Contrary to the common perception that memory functions like a video recording, modern cognitive science demonstrates that human memory is reconstructive, malleable, and highly susceptible to distortion. Memories are formed through processes of encoding, storage, and retrieval, and at each stage they can be influenced by stress, suggestion, time, and post‑event information. One of the most influential bodies of research in this field comes from psychologist Elizabeth Loftus, whose experiments on the misinformation effect showed that introducing misleading information after an event (e.g., suggestive questions or incorrect details) can become integrated into people’s memories, causing them to recall events that never happened or to remember them inaccurately. For example, Loftus’s classic studies on car accidents showed that simply changing a question’s wording (e.g., using “smashed” instead of “hit”) altered participants’ recollections of how fast the vehicles were moving and whether broken glass was present — even when it was not. These findings highlight how susceptible human memory is to distortion.
Other research shows that confirmation and reinforcement can further cement false memories.
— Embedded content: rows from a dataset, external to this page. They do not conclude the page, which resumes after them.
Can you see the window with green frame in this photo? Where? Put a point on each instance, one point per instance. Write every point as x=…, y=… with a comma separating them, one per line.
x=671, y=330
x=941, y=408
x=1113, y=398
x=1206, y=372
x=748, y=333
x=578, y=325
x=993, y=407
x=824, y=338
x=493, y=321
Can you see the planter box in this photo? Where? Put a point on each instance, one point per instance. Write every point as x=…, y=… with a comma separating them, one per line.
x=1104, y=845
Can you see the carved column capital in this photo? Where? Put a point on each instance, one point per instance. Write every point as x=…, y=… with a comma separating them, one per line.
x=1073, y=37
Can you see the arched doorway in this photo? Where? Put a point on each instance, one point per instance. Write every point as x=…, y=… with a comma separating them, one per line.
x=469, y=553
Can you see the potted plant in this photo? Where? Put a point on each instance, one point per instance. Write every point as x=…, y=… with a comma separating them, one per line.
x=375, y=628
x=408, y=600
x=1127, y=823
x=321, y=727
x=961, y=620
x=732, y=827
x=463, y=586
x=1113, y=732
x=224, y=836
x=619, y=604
In Ronald Cotton’s case, once Thompson made an initial tentative choice from a lineup, police feedback (“We thought that might be the one”) likely reinforced her belief that she had identified her attacker correctly, increasing her confidence even as her memory remained flawed. This phenomenon — where confirmatory feedback inflates confidence — has been demonstrated in multiple psychology studies. Scientists also document specific influences on memory accuracy: the cross‑race effect, where people are generally less accurate identifying faces of a different race than their own; the weapon‑focus effect, where attention fixates on a weapon at the expense of the perpetrator’s features; and the basic fact that stress and trauma can disrupt how details are encoded in the first place.
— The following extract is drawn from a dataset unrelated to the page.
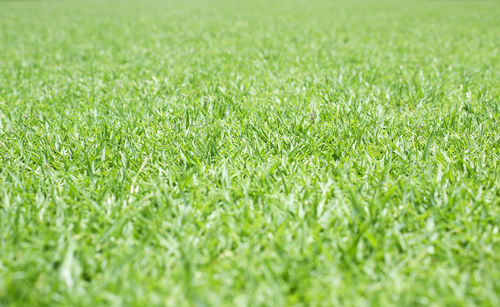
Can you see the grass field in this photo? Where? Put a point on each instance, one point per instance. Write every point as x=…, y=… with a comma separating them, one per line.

Loftus’s work on the misinformation effect is perhaps the most widely cited research challenging the reliability of eyewitness recall. In these experiments, participants exposed to false post‑event information often incorporated that misinformation into their memories as if it were real, illustrating how easily memory can be contaminated. This has critical implications for criminal justice: every step in an investigation — questioning, lineup procedures, repeated recounting of events — can unintentionally change a witness’s memory. Other research highlights how simple lineup procedures can influence outcomes. Studies show that when police fail to use double‑blind lineup administrators (where the officer presenting the lineup doesn’t know who the suspect is), witnesses may pick the person they subconsciously believe authorities want them to choose. Training and procedural reforms, such as telling witnesses that the culprit may not be present, can significantly reduce false identifications. The growing body of scientific evidence has forced the legal system to wrestle with the limitations of eyewitness testimony. While jurors often find eyewitness accounts highly convincing — sometimes more so than physical evidence — psychological research shows that confidence and clarity do not guarantee accuracy. Thus, courts and legislatures have increasingly considered reforms: allowing expert testimony on memory science, implementing improved lineup protocols, and educating jurors on the factors that can distort recall. Some researchers argue that eyewitness evidence can still be valuable when carefully collected and contextualized, especially when accompanied by corroborating evidence, and that memory science should inform but not entirely displace human testimony.